Ich bekenne mich schuldig: Ich fahre gern Auto. Ich fahre schnell Auto. Das das im Widerspruch zum Umweltschutz steht, ist mir klar. Auch, wenn ich das Thema „Nachhaltigkeit“ bereits für mich, meine Agentur und auf dieser Website thematisiere, so bewege ich mich doch noch ziemlich eindeutig in meiner persönlichen Komfortzone. Auf dem Weg einer Passivistin zur Aktivistin werde ich diese Komfortzone aber jetzt verlassen und meine Reisegeschwindigkeit auf der Autobahn von 180 km/h und mehr auf 130 km/h und weniger reduzieren.

Das Thema an sich ist – wie so jedes Umweltthema – natürlich wieder stark umstritten. Gerade dann, wenn es zu einem Tempolimit auf deutschen Autobahnen führen soll. Ein bißchen lächerlich ist der Widerstand dagegen schon, wenn man bedenkt, dass Deutschland das einzige Land in der EU ist, in denen es kein Tempolimit auf der Autobahn gibt. Nicht lächerlich, sondern absolut inkompetent und verantwortungslos finde ich Aussagen wie „Vorschläge zum Tempolimit seien gegen jeden Menschenverstand“. Vorallem wenn sie aus dem Mund des Bundesverkehrsminister Andreas Scheuer kommen. Ebenso ordne ich die Aussage des bayrischen Ministerpräsidenten Markus Söder „Das Tempolimit ist eine typisch ideologische Verbotsdiskussion aus der grünen Mottenkiste“ ein.

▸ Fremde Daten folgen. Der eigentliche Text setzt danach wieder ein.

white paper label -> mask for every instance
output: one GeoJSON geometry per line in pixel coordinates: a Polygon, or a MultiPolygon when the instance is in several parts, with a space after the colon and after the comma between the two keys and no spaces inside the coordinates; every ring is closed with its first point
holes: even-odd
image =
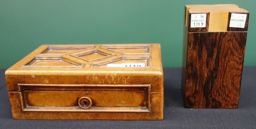
{"type": "Polygon", "coordinates": [[[244,28],[247,16],[247,14],[232,13],[230,27],[244,28]]]}
{"type": "Polygon", "coordinates": [[[206,14],[191,14],[190,28],[206,27],[206,14]]]}
{"type": "Polygon", "coordinates": [[[145,67],[144,63],[109,63],[107,65],[107,67],[145,67]]]}

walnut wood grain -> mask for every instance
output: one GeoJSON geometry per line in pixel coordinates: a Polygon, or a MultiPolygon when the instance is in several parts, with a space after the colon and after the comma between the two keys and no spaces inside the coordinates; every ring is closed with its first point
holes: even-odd
{"type": "Polygon", "coordinates": [[[163,118],[159,44],[43,45],[5,75],[14,119],[163,118]]]}

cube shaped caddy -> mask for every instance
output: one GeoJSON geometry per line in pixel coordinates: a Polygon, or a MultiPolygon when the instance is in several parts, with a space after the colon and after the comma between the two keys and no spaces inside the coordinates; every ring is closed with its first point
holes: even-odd
{"type": "Polygon", "coordinates": [[[184,106],[237,108],[249,12],[233,4],[187,5],[185,10],[184,106]]]}
{"type": "Polygon", "coordinates": [[[5,75],[14,119],[163,118],[159,44],[42,45],[5,75]]]}

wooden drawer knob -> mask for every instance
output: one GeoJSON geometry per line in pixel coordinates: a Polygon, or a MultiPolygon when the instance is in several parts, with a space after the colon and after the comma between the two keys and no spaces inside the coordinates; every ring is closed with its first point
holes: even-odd
{"type": "Polygon", "coordinates": [[[83,109],[89,109],[93,104],[92,100],[88,97],[82,97],[78,100],[78,105],[83,109]]]}

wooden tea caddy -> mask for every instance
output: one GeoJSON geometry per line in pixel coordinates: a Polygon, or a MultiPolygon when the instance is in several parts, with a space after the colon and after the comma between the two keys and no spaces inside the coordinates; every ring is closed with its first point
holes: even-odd
{"type": "Polygon", "coordinates": [[[5,75],[14,119],[163,118],[159,44],[42,45],[5,75]]]}
{"type": "Polygon", "coordinates": [[[185,107],[238,107],[248,20],[249,12],[236,5],[185,6],[185,107]]]}

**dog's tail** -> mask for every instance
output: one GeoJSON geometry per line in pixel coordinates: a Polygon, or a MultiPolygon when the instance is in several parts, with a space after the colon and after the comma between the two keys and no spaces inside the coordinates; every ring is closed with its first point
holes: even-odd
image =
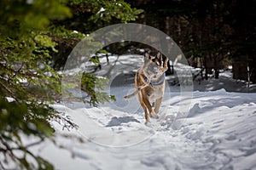
{"type": "Polygon", "coordinates": [[[135,96],[136,94],[137,94],[137,93],[139,92],[139,90],[140,90],[140,89],[137,89],[137,90],[135,90],[135,92],[133,92],[132,94],[125,96],[125,97],[124,97],[124,100],[127,100],[127,99],[129,99],[130,98],[132,98],[133,96],[135,96]]]}

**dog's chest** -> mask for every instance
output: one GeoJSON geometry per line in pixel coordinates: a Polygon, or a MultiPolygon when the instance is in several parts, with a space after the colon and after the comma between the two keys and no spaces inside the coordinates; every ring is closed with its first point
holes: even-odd
{"type": "Polygon", "coordinates": [[[164,85],[161,86],[151,86],[146,89],[146,94],[150,102],[154,102],[156,99],[161,98],[164,95],[164,85]]]}

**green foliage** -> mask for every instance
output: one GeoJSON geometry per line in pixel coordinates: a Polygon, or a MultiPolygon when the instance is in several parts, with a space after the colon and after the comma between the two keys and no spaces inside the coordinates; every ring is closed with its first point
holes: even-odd
{"type": "MultiPolygon", "coordinates": [[[[76,126],[50,107],[61,99],[61,75],[52,66],[63,67],[73,47],[82,39],[92,38],[80,28],[92,31],[87,26],[95,22],[134,20],[142,11],[123,0],[1,0],[0,6],[0,154],[4,157],[0,169],[13,163],[15,169],[53,169],[30,147],[45,139],[55,143],[51,121],[63,128],[76,126]],[[98,13],[102,7],[105,11],[98,13]],[[81,18],[84,20],[77,20],[81,18]],[[86,26],[80,26],[83,22],[86,26]],[[36,142],[25,144],[27,138],[36,142]]],[[[100,65],[97,58],[92,61],[100,65]]],[[[115,99],[104,92],[108,79],[83,73],[81,81],[88,94],[84,102],[96,106],[115,99]]]]}
{"type": "Polygon", "coordinates": [[[93,13],[96,14],[90,17],[94,21],[102,20],[110,21],[113,18],[119,20],[123,23],[135,20],[137,15],[143,12],[142,9],[131,8],[131,5],[123,0],[111,1],[94,1],[91,3],[93,13]]]}
{"type": "Polygon", "coordinates": [[[71,13],[59,1],[4,0],[0,6],[0,168],[15,162],[15,169],[53,169],[30,147],[45,138],[54,141],[49,121],[61,119],[49,106],[60,99],[61,77],[49,66],[56,43],[48,26],[71,13]],[[26,136],[37,142],[25,145],[26,136]]]}

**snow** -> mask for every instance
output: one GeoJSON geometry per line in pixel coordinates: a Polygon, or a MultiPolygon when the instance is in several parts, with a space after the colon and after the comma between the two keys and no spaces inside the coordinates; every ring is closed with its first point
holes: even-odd
{"type": "Polygon", "coordinates": [[[256,169],[255,87],[236,82],[224,71],[218,80],[195,82],[190,105],[184,105],[179,87],[167,86],[160,118],[148,127],[137,99],[122,100],[133,89],[142,56],[109,60],[101,59],[97,76],[111,79],[108,90],[116,102],[97,108],[53,105],[79,126],[63,131],[54,123],[61,147],[46,141],[32,148],[56,169],[256,169]],[[178,116],[181,107],[189,108],[188,116],[178,116]]]}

Der normale Menschenverstand lässt doch schon vermuten, das mehr schädliche Stoffe ausgestoßen werden, wenn man schneller fährt. Eine Studie darüber, welchen Unterschied allein zwischen 100 km/h und 130 km/h liegen finden Sie beim Umweltbundesamt (Österreich). Fährt man schneller, verbraucht man mehr Benzin. Ergo, man erzeugt auch mehr CO2-Ausstoß und verbraucht natürlich damit auch mehr Kraftstoff. Allein diese Tatsachen bekräftigen mich in meiner Entscheidung, die Reisegeschwindigkeit zu drosseln. Müsste ich es mir an dieser Stelle immer noch schön reden, kämen die Aspekte von stressfreieren Autofahrten und einer geminderten Unfallgefahr noch dazu.

War ich also bis vor einiger Zeit noch nicht so angetan von einem Tempolimit, so kann das Gesetz nun gern kommen. Ich verlasse meine persönliche Komfortzone und verzichte nun freiwillig auf schnelles Autofahren.

Ein Ausblick: Der Januar in der Agentur

Wie bereits am Anfang erwähnt, werde ich im Januar langsam Fahrt aufnehmen, um mich weiterhin noch postoperativ zu erholen. Der Kurzurlaub, dem die Operation dazwischen kam, wird ab 20. Januar nachgeholt. Somit bleibt die Agentur vom 20. bis zum 22. Januar geschlossen. Nach diesem kleinen Break werde ich hoffentlich zu meiner alten Arbeitsleistung zurückgefunden haben und kann mit den anstehenden und hoffentlich auch mit neuen Projekten wieder durchstarten.

Ich freue mich darauf. Ich freue mich auf twenty-twenty.